Elaborate Pokémon Fan Theories That Actually Make A Ton Of Sense

List Rules
Vote up the most believable fan theories.

Since it was first introduced in 1996, Pokémon has become the most profitable franchise of all time. There are numerous games, cartoons, films, collectible card games, toys, and much more for fans to enjoy. Because it's been around for so long, many fans have come up with interesting and often elaborate fan theories about Pokémon (and plenty of great Pokémon fan art).

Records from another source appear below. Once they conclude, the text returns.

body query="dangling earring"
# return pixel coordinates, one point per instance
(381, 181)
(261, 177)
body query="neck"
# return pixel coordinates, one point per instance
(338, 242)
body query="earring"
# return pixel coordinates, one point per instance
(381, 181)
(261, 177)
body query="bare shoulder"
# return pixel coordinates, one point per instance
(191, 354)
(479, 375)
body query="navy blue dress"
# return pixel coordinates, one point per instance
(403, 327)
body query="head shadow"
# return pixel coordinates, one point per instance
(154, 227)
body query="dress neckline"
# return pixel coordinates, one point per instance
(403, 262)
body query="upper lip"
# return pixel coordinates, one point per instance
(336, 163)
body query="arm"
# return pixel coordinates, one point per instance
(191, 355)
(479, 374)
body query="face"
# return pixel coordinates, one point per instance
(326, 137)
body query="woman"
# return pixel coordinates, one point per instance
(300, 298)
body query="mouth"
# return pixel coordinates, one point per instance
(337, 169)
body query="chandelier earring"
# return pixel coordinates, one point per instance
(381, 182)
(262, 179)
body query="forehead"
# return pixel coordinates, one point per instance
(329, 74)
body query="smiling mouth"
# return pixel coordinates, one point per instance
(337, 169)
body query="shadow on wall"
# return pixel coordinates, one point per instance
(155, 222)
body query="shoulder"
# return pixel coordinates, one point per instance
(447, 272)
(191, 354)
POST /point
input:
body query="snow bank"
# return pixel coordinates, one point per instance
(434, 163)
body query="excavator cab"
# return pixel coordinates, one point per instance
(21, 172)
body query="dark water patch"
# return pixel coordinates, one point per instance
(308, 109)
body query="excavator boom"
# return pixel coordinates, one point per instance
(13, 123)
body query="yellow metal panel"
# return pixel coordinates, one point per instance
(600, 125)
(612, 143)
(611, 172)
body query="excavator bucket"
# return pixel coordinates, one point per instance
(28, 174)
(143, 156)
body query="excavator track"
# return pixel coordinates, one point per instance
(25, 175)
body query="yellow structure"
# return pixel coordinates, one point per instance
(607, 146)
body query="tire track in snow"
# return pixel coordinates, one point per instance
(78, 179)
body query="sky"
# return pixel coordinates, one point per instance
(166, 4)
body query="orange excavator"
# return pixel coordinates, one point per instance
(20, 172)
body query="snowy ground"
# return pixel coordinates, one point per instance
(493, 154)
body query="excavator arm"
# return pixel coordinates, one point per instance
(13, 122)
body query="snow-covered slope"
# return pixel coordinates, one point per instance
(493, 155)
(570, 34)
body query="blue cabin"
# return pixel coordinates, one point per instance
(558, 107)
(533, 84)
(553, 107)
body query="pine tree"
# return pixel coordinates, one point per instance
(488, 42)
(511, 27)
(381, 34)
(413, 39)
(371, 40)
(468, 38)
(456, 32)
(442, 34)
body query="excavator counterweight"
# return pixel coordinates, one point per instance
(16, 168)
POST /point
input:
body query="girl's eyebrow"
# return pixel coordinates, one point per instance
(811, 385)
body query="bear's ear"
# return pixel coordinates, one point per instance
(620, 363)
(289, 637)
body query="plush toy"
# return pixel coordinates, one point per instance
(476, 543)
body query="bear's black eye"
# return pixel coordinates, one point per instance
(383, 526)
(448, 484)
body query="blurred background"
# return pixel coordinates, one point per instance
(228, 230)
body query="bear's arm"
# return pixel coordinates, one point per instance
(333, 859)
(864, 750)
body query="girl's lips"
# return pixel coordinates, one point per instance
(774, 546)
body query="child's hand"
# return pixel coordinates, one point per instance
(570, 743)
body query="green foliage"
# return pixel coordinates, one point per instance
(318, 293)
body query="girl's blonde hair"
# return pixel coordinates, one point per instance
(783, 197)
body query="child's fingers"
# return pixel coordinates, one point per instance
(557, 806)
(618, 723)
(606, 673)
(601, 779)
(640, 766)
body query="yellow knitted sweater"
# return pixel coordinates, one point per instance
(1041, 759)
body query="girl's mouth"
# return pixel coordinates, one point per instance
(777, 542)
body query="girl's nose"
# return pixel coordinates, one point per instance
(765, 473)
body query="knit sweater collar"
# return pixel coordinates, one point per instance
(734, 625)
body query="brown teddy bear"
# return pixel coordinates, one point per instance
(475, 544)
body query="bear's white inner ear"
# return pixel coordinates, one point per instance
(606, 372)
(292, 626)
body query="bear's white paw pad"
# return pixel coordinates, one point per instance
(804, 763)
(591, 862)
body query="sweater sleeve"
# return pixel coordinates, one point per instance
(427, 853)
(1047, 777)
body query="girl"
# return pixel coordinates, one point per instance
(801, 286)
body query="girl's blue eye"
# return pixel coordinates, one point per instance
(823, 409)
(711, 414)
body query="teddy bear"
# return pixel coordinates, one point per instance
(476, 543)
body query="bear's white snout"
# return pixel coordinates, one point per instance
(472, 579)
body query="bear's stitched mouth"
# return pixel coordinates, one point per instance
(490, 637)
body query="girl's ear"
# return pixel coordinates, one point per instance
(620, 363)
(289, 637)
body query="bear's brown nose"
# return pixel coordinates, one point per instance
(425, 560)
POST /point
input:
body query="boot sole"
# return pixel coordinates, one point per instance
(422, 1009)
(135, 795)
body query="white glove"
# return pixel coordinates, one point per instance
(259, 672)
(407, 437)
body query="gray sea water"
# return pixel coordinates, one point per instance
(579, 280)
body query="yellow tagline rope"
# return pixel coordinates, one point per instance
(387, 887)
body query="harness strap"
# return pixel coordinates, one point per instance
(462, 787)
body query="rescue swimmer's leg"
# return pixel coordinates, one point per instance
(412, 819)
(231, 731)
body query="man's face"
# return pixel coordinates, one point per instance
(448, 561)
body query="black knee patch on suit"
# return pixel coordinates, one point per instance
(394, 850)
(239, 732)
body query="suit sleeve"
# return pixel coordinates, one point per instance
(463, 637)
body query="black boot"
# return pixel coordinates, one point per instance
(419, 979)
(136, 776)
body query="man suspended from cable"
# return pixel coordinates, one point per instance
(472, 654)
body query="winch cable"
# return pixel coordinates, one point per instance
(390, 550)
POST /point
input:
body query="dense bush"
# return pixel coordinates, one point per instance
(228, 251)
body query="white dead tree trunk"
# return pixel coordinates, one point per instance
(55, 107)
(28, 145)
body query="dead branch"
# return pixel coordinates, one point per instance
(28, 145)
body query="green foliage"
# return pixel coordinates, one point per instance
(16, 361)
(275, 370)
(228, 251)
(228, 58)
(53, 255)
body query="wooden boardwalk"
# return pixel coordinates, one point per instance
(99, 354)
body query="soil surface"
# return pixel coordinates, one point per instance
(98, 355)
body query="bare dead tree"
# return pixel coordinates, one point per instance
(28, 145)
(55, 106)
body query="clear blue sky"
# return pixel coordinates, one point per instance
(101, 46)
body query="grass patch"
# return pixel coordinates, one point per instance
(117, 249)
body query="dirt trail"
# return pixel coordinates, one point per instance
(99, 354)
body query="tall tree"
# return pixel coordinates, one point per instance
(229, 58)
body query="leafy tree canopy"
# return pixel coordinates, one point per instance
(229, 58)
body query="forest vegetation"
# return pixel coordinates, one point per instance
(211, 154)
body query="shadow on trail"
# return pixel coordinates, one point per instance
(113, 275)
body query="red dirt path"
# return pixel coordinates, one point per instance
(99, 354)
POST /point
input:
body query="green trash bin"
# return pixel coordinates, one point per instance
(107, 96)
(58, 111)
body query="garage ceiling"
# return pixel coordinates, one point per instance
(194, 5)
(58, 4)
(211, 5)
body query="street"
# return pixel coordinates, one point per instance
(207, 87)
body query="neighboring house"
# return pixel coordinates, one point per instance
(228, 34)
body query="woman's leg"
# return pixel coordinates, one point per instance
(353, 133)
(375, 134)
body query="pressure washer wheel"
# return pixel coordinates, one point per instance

Every so often, fans will take their theory to the FanTheories subreddit to share their thoughts and ideas about Pokémon. Some fan theories actually make a lot of sense, and the best of them have been compiled here.


  • 1
    1,952 VOTES

    Bulbasaur And Squirtle Don't Evolve Because They See What Happened To Charmander

    Bulbasaur And Squirtle Don't Evolve Because They See What Happened To Charmander
    Photo: TXN

    From Redditor u/friendlyteddie:

    Ash Ketchum gets a lot of sh*t for [not] evolving some of the most powerful members [of] his original team. However, when watching an old episode, I thought that the reason behind these two Pokémon [not] evolving (and refusing to evolve) could have to do with their friend, Charmander.

    During the episode with the giant mechanical Pokémon, where we get to see what the Pokémon are actually saying to each other, it appears that the three starters have a legitimate friendship between them. However, soon after this episode, Charmander evolves into Charmeleon, and, a couple of episodes after that, into Charizard. After this, the fire type's attitude is completely different. He no longer obeys Ash, even going so far as to physically harm him.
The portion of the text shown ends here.